We warned the bill would dramatically cut U.S. manufacturing while sending American factories to countries that would willingly allow their land and water — not to mention the air we all share — to be dangerously polluted. Tens of thousands of American factory closings later, we were proven right.
An icon of American manufacturing, U.S. Steel, recently announced its sale to Japan’s Nippon Steel. U.S. Steel’s story is different than NAFTA’s, but it represents the same kind of shortsightedness that has caused so much harm to working families.
The cautionary lesson
The policy that led to the sale of U.S. Steel was an import restriction intended to shield companies from unfair foreign competition.
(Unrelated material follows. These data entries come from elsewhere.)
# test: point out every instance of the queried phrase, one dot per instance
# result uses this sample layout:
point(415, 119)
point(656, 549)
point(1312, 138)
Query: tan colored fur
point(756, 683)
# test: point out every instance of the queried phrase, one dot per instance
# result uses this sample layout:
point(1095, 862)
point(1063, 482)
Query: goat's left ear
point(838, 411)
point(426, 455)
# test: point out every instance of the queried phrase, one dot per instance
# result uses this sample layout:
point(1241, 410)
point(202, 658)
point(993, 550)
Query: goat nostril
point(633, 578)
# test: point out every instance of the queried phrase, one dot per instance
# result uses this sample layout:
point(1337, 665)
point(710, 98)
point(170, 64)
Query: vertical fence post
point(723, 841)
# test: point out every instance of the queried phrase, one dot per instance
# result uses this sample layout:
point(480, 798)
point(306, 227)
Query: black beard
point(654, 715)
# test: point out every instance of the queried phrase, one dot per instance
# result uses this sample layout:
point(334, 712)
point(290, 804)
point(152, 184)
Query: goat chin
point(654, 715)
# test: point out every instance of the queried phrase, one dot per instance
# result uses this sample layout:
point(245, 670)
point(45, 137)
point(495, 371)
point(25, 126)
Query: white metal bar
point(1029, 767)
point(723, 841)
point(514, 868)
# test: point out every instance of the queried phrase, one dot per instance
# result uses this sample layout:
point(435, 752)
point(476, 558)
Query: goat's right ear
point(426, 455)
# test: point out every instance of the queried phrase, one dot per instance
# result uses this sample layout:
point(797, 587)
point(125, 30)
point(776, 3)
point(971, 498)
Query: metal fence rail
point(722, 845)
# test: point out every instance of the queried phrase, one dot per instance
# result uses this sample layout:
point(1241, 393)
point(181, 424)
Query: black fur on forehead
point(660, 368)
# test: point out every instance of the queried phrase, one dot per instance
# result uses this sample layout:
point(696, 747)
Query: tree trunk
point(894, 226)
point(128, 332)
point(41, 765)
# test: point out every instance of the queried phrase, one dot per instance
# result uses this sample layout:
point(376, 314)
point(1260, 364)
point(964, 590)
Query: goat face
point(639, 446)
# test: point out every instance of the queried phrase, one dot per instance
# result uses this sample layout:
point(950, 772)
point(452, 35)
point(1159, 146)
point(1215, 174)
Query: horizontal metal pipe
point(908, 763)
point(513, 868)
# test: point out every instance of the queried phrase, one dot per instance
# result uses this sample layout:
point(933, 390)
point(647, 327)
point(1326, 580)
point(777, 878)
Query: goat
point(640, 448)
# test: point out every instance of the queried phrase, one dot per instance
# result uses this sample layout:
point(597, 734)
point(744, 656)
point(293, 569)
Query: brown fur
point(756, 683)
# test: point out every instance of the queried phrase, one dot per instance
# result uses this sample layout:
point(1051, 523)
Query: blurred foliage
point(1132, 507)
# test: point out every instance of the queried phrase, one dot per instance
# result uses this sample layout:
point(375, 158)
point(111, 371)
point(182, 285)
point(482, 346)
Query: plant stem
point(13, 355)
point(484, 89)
The cautionary lesson for today’s policymakers is that any efforts to protect domestic industries must be paired with high-quality investments at home that spur companies to improve their performance. Trade policies, be they “free trade,” “protectionist,” or anywhere in between, must proactively invest in our industries and workers.
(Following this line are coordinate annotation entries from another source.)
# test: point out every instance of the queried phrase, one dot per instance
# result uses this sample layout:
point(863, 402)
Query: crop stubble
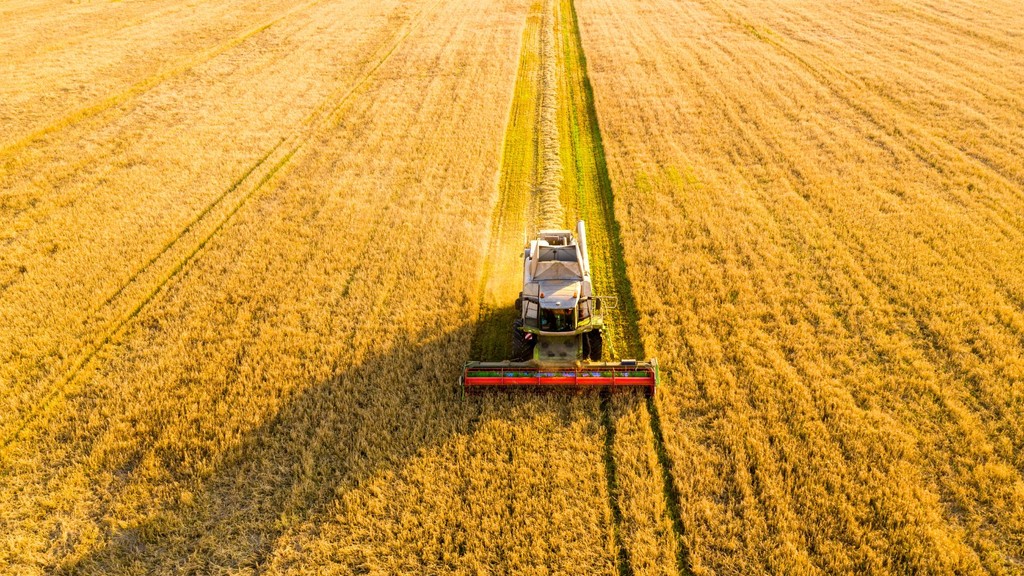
point(286, 401)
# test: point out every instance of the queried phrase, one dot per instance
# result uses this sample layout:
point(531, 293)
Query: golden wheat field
point(247, 247)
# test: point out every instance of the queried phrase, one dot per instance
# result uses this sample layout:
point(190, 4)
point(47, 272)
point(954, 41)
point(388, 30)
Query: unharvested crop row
point(823, 263)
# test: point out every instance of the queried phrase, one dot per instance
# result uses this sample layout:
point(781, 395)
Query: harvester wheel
point(522, 342)
point(596, 344)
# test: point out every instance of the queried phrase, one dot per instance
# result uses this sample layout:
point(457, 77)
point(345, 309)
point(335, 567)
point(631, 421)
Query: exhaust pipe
point(582, 242)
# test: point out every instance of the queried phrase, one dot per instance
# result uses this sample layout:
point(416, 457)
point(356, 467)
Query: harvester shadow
point(325, 441)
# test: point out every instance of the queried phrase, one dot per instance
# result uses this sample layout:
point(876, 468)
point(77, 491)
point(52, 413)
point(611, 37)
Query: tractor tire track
point(325, 117)
point(597, 207)
point(143, 85)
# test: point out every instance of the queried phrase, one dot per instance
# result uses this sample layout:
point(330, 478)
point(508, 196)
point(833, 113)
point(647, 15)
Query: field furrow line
point(263, 171)
point(529, 199)
point(143, 85)
point(596, 206)
point(927, 147)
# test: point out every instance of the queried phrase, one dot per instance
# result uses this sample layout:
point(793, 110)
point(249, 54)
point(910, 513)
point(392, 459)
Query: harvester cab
point(557, 339)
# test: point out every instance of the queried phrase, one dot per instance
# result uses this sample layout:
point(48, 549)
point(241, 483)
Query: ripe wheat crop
point(246, 247)
point(822, 222)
In the 1960s and 1970s, Japanese corporations emerged as global manufacturing powerhouses for industrial products like steel. Concerns from companies like U.S. Steel prompted the Reagan administration to reduce steel imports from Japan. Two things occurred as a consequence.
First, the cost of making products that use steel — such as cars — rose as less Japanese steel became available. American consumers were forced to pay for this price hike precisely at the moment in time when wages had begun to stagnate.
Second, traditional steelmakers like U.S. Steel continued to lose market share to more nimble domestic steelmakers. So-called “mini mills” (in contrast to the larger “integrated mills” operated by U.S. Steel), which produced lower-grade steel using scrap metal and electricity, became more competitive in response to rising domestic steel prices. Integrated mills saw their production capacity fall from 138 million tons in 1980 to 90 million tons by 1987. Today, nearly two thirds of all steel made in the United States comes from mini mills.
It might seem strange that companies like U.S. Steel did not use the opportunity created by higher steel prices to become more efficient producers themselves. They could have established new mini mills or made improvements to their existing facilities. Instead, the corporate heads of these integrated steel mill companies placed the blame for their bad performance first on foreign competition, and then on organized labor.
When headwinds persisted, executives at integrated mills simply resorted to reducing their workforce. Employment in the American steel industry fell by more than half, from 454,000 in 1976 to 175,000 in 1986. Trade barriers on Japanese imports, publicly promoted as a measure to protect jobs, ultimately did little towards that goal.
Preparing for tomorrow’s economy
The lesson here is not that the government should shy away from adopting new trade policies. It is a matter of existential importance that the U.S. engages in a trade policy that both promises to open more domestic factories and restrict imports of pollution-intensive goods. We’re facing twin climate and extinction crises, and goods that are made cheaply abroad are often also made through a more pollution-intensive process.
Looking back on the bad trade policies and inadequate public investments of the 1980s, there are two immediate lessons policymakers should observe when implementing a climate-centered trade policy.
First, policies that shield domestic industries from foreign competition must not simply protect corporate profits. They must be accompanied by measures that boost wages for working people. Public policy should serve a clear public good, and organized labor is a vital aspect of protecting workers’ employment and wages. Moreover, temporary financial support should be extended to businesses that currently rely on imports so that they do not resort to layoffs and wage cuts.
Second, support for domestic industries should be conditioned on sound investment decisions by corporations. If public policy creates an environment favorable to American companies, then the government should expect some changes to the way those companies operate.
In today’s economy, where leading corporations are demanding materials with lower embodied carbon, and the European Union is preparing to limit the import of products based on carbon intensity, to be globally competitive requires investing in cleaner manufacturing processes. Some of this is embedded in the implementation of investments under the Inflation Reduction Act, but more can be done.
It could have gone differently
The silver lining is that Nippon Steel wants to manufacture in the United States, which speaks to the potency of the existing public policy measures in bolstering the domestic demand for industrial goods.
This could have all gone very differently. If the government’s attempt to use trade policy to promote domestic manufacturing in the 1980s had been balanced with high-quality investments to make steelmaking cleaner and more efficient, U.S. Steel may have been purchasing Nippon Steel today.
Ben Jealous is the executive director of the Sierra Club and a professor of practice at the University of Pennsylvania.